Nassau is the perfect place for any history buffs that particularly have an interest in history dealing with pirates. Nassau used to be the hub for pirates of the Caribbean back in the Golden Age, in the 1600’s- 1700’s. This Golden Age for pirates was the beginning of how pirates created a booming economy and a substantial community in Nassau. They used tactics that one can compare to the U.S. Navy Seals use. Sly, fast, and quietly attacked merchant ships that were passing through the harbor, the pirates were able to obtain the gold, as well as goods from these ships. When word spread of this lucrative and grim business, more and more pirates started sailing to Nassau to get their share.
One of these pirates was named Edward Teach “Blackbeard”, a famously notorious pirate that started as a sailor on a privateer ship before settling the island of New Providence in the Bahamas. In 1716, Teach had joined the crew of Captain Benjamin Hornigold, who had placed him in second command. The two committed numerous crimes of piracy, and Teach went on to become the famous “Blackbeard” we all know today. Blackbeard has been the inspiration for many pirate themed literary work, films and songs. Although Blackbeard used tactics to scare his victims into giving their gold and goods to him, this was as far as it got as far as history goes. Blackbird was never to have been sighted murdering or even harming his captured victims, unlike what some accounts of history has said.

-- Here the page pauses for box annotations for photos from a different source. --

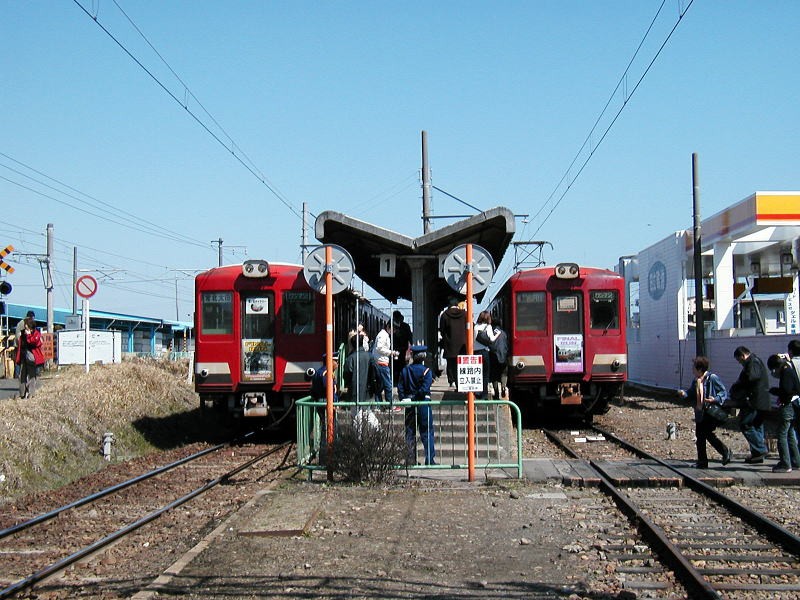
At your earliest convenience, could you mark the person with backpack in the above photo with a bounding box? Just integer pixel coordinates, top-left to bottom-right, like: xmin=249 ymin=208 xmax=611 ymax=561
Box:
xmin=730 ymin=346 xmax=771 ymax=465
xmin=679 ymin=356 xmax=733 ymax=469
xmin=489 ymin=325 xmax=508 ymax=400
xmin=767 ymin=354 xmax=800 ymax=473
xmin=397 ymin=344 xmax=436 ymax=465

Blackbeard is most famous for taking down one of his first ships, called La Concorde, a French merchant ship. He and his men claimed the ship to be theirs, gave 40 guns across his crew, and renamed the ship to the now famous, “Queen Anne’s Revenge”. Blackbeard’s career came to an end when he and his crew climbed aboard the last ship,the Adventure, and were cornered by Captain Maynard’s men. The fight ended in bloodshed, and Blackbeard was shot and stabbed multiple times to death, and then was beheaded, with his head suspended from bowsprit, to collect the reward.
There are still tales that are told of Blackbeard’s ghost, one of them being that the unexplained lights that are sea out to sea are called “Teach’s Light”, and that he roams the afterlife searching for his head. There have also been claims that Teach’s skull became the basis of a silver chalice in North Carolina, and that a local judge claimed he drank for it in the 1930’s.
Blackbeard’s Tower is one of the many cool things to do in Nassau Bahamas. Even though it has turned into a crumbling monastery, it is still a monument to the pirates of the Caribbean, who used it as a lookout tower in the 1700’s of the Pirates’ Golden Era.